After murdering Disario, Hartless entered the nursing home, which had 23 residents inside at the time, and killed two female workers. Police eventually found Hartless dead inside the building, having reportedly committed suicide. They evacuated the home of any residents hiding inside. The situation was declared under control by police by 10:00 a.m.

The nearby Kirkersville Elementary School was put on lockdown as a precaution, with students en route being redirected to Watkins Middle School.

===Victims===
Steven Disario was the chief of the part-time Kirkersville Police Department for three weeks, having gotten the job after its previous chief stepped down. He was also a sales worker for a home modeling company, and a father of six with a baby on the way. The deceased nursing home employees were identified as Cindy Krantz, a 48-year-old nurse's aide, mother of five and grandmother of one. Marlina Medrano, the other victim, was a nurse.

Disario and Krantz were both struck by one shotgun blast each, meanwhile Medrano had numerous shotgun and handgun wounds.

==Perpetrator==
Thomas "Tommy" Hartless was a resident of Utica and had a criminal record in Knox County, located north of Kirkersville; his convictions dated back to 1992. He completed a prison sentence for "domestic violence and criminal damaging/endangering charges." Before that, Hartless spent fifteen months in prison for aggravated assault and aggravated menacing charges, after having initially been charged with kidnapping and felonious assault in 2009 for abducting a woman, reported to be an old girlfriend, in Newark and holding her captive in Coshocton County for hours before releasing her.

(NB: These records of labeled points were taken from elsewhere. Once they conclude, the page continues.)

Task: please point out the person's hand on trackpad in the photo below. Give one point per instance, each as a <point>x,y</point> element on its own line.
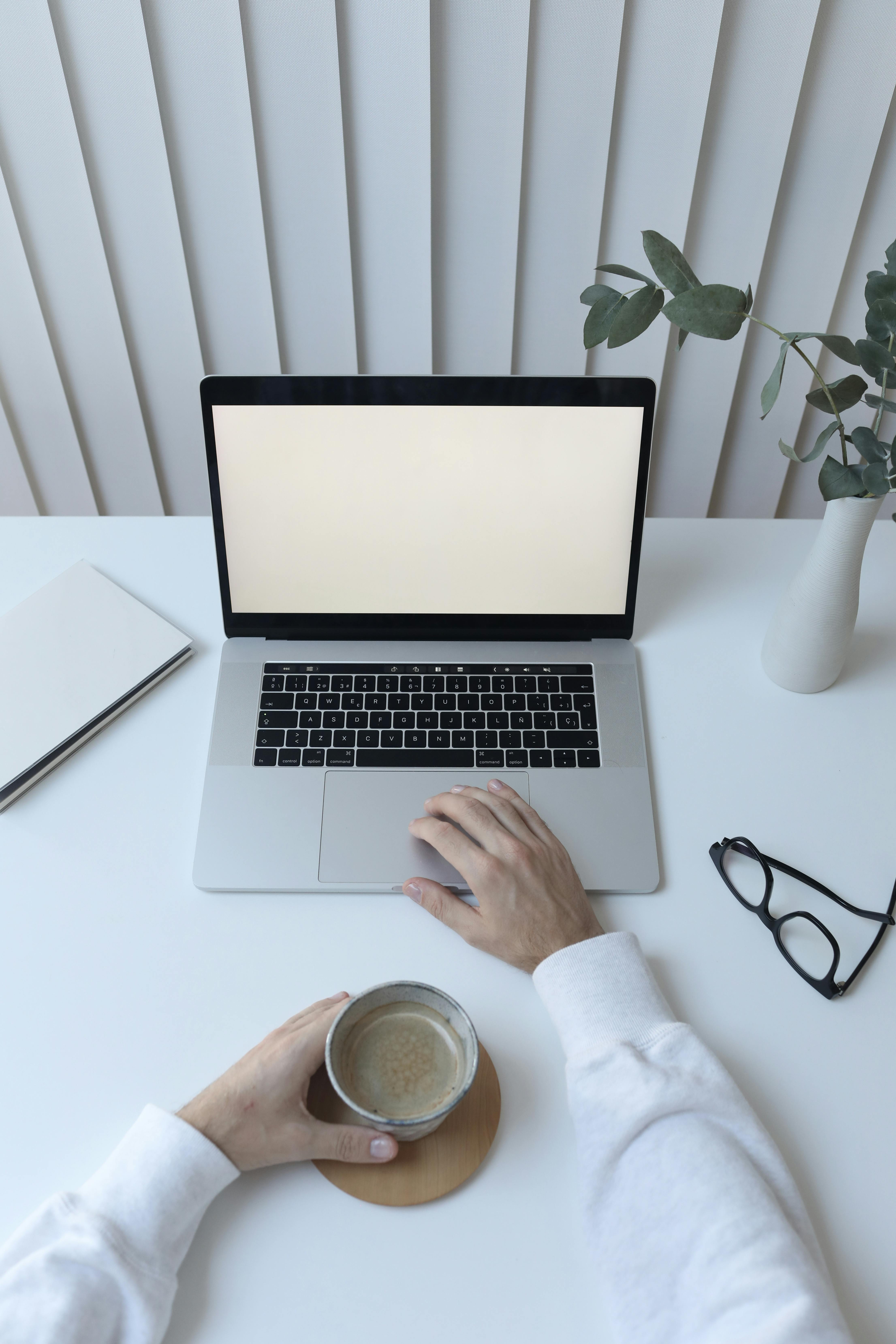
<point>531,900</point>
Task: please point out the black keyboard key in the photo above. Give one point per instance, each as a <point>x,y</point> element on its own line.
<point>490,760</point>
<point>452,760</point>
<point>269,738</point>
<point>277,702</point>
<point>577,683</point>
<point>277,720</point>
<point>573,740</point>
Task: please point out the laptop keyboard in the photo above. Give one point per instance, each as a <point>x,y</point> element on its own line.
<point>417,716</point>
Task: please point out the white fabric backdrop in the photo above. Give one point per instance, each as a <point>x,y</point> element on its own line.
<point>399,186</point>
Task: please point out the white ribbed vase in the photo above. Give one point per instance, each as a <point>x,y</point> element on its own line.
<point>809,635</point>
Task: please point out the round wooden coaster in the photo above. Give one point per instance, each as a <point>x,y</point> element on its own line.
<point>428,1169</point>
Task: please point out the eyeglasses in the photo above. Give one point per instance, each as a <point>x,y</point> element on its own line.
<point>743,869</point>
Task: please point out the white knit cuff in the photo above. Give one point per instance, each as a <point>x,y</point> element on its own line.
<point>600,991</point>
<point>156,1186</point>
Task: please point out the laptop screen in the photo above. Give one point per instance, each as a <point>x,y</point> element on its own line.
<point>334,507</point>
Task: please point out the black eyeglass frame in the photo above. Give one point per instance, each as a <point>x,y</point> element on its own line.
<point>825,986</point>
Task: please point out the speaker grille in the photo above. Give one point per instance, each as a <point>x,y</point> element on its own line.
<point>620,714</point>
<point>233,732</point>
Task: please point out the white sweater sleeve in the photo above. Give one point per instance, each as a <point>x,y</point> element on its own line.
<point>100,1265</point>
<point>698,1229</point>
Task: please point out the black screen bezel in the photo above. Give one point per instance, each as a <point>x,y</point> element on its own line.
<point>426,390</point>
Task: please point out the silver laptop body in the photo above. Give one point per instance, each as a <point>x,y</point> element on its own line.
<point>362,675</point>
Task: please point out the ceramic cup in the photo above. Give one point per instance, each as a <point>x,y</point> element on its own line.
<point>402,1056</point>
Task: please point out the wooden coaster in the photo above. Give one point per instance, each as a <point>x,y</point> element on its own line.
<point>424,1170</point>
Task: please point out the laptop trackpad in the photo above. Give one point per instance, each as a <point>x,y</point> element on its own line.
<point>365,837</point>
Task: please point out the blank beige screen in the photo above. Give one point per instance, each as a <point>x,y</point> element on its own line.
<point>522,510</point>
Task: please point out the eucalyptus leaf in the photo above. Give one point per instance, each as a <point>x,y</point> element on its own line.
<point>601,318</point>
<point>870,446</point>
<point>641,310</point>
<point>846,393</point>
<point>627,271</point>
<point>875,479</point>
<point>712,311</point>
<point>880,285</point>
<point>837,482</point>
<point>668,263</point>
<point>769,394</point>
<point>880,321</point>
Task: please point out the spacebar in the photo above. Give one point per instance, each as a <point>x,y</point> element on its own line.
<point>460,760</point>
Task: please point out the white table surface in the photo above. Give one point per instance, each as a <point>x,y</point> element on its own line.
<point>120,983</point>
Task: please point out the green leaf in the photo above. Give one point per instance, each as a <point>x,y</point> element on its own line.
<point>627,271</point>
<point>602,316</point>
<point>839,346</point>
<point>846,393</point>
<point>875,479</point>
<point>769,394</point>
<point>714,311</point>
<point>870,446</point>
<point>880,321</point>
<point>594,292</point>
<point>880,285</point>
<point>644,306</point>
<point>668,263</point>
<point>837,482</point>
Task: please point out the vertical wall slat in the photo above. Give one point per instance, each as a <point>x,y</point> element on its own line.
<point>667,58</point>
<point>48,183</point>
<point>811,237</point>
<point>292,56</point>
<point>385,76</point>
<point>574,54</point>
<point>104,52</point>
<point>759,68</point>
<point>479,75</point>
<point>199,69</point>
<point>34,398</point>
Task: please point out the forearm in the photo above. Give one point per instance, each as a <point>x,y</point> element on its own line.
<point>100,1265</point>
<point>698,1228</point>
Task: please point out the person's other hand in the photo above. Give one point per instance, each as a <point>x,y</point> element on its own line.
<point>531,900</point>
<point>257,1113</point>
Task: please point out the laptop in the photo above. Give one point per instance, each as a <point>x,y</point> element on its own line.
<point>425,581</point>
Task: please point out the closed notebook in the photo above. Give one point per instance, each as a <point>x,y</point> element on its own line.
<point>73,656</point>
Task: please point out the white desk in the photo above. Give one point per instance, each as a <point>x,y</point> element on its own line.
<point>120,983</point>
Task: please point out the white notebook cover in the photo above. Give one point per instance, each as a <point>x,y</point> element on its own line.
<point>68,654</point>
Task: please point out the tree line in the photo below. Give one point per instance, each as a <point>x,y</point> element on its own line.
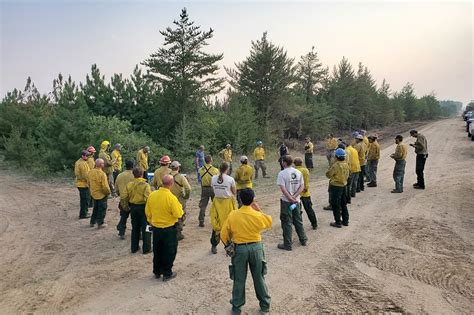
<point>177,100</point>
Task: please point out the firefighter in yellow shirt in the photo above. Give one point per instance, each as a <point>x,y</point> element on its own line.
<point>331,146</point>
<point>121,185</point>
<point>338,175</point>
<point>306,195</point>
<point>163,211</point>
<point>206,172</point>
<point>243,177</point>
<point>182,190</point>
<point>243,228</point>
<point>399,170</point>
<point>116,156</point>
<point>226,156</point>
<point>100,190</point>
<point>142,160</point>
<point>373,157</point>
<point>135,197</point>
<point>259,158</point>
<point>81,170</point>
<point>161,171</point>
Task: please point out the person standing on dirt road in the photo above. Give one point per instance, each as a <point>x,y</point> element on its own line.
<point>121,185</point>
<point>134,197</point>
<point>291,185</point>
<point>100,190</point>
<point>306,194</point>
<point>163,211</point>
<point>399,170</point>
<point>206,172</point>
<point>338,175</point>
<point>81,170</point>
<point>421,150</point>
<point>243,228</point>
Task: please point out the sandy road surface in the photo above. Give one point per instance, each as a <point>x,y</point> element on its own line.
<point>410,252</point>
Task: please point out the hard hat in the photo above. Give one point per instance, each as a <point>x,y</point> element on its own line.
<point>340,153</point>
<point>175,164</point>
<point>165,160</point>
<point>91,149</point>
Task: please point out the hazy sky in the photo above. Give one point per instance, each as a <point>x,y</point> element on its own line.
<point>427,43</point>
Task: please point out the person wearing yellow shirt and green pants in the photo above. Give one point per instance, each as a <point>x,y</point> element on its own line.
<point>338,175</point>
<point>306,195</point>
<point>399,170</point>
<point>135,197</point>
<point>243,177</point>
<point>100,190</point>
<point>206,172</point>
<point>373,157</point>
<point>81,170</point>
<point>243,228</point>
<point>259,158</point>
<point>163,211</point>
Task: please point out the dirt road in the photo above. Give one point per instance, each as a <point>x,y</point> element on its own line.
<point>410,252</point>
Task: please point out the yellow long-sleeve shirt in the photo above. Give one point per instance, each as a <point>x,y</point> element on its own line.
<point>142,159</point>
<point>245,225</point>
<point>163,209</point>
<point>338,174</point>
<point>137,192</point>
<point>206,172</point>
<point>400,152</point>
<point>331,144</point>
<point>122,181</point>
<point>181,187</point>
<point>226,155</point>
<point>353,155</point>
<point>81,170</point>
<point>98,184</point>
<point>243,176</point>
<point>305,173</point>
<point>374,151</point>
<point>117,156</point>
<point>158,176</point>
<point>259,154</point>
<point>108,168</point>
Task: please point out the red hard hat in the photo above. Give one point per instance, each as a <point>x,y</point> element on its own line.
<point>165,160</point>
<point>91,149</point>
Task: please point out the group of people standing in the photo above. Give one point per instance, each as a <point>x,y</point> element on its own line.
<point>157,206</point>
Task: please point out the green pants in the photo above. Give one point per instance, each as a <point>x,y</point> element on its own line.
<point>252,256</point>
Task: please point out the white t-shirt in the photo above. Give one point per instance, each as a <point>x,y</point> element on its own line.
<point>222,189</point>
<point>292,180</point>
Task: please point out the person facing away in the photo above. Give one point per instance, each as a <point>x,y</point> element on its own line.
<point>81,170</point>
<point>161,172</point>
<point>373,157</point>
<point>182,190</point>
<point>306,194</point>
<point>243,228</point>
<point>338,174</point>
<point>291,185</point>
<point>206,172</point>
<point>421,150</point>
<point>222,204</point>
<point>134,197</point>
<point>163,211</point>
<point>142,160</point>
<point>259,158</point>
<point>243,177</point>
<point>399,170</point>
<point>121,185</point>
<point>100,190</point>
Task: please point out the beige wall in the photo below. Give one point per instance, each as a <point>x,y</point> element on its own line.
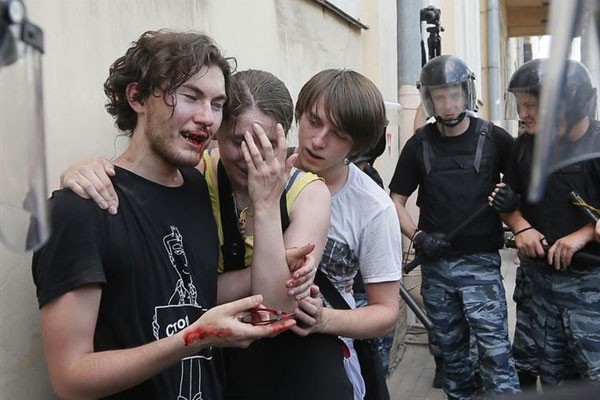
<point>291,38</point>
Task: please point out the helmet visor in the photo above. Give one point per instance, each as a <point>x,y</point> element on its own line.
<point>448,99</point>
<point>557,144</point>
<point>24,224</point>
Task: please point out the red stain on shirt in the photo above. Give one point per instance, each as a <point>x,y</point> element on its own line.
<point>202,332</point>
<point>346,350</point>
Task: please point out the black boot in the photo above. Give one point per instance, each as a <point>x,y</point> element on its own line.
<point>527,380</point>
<point>438,378</point>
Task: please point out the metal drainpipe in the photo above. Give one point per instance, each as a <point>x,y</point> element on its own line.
<point>494,77</point>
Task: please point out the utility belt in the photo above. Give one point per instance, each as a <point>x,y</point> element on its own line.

According to authorities, Hartless had a relationship with Mendrano. It was reportedly an unhealthy one, and Medrano was listed as one of the people Hartless was forbidden to have contact with during two domestic violence cases between December 2016 and March 2017. Medrano had also obtained three civil protection orders from him, explaining that he was abusing her. The latest order was still active at the time of the shooting. Hartless had domestic violence convictions in 2016 and 2017.

==Reactions==
Governor John Kasich reacted to the shooting in a Twitter post, expressing the state's mourning of Disario and calling the event "horrific". He ordered flags to be flown at half-mast until May 16. Jay McDonald, president of the Ohio chapter of the Fraternal Order of Police, the largest police union in the U.S., said that the effects of Disario's murder were "felt across the state."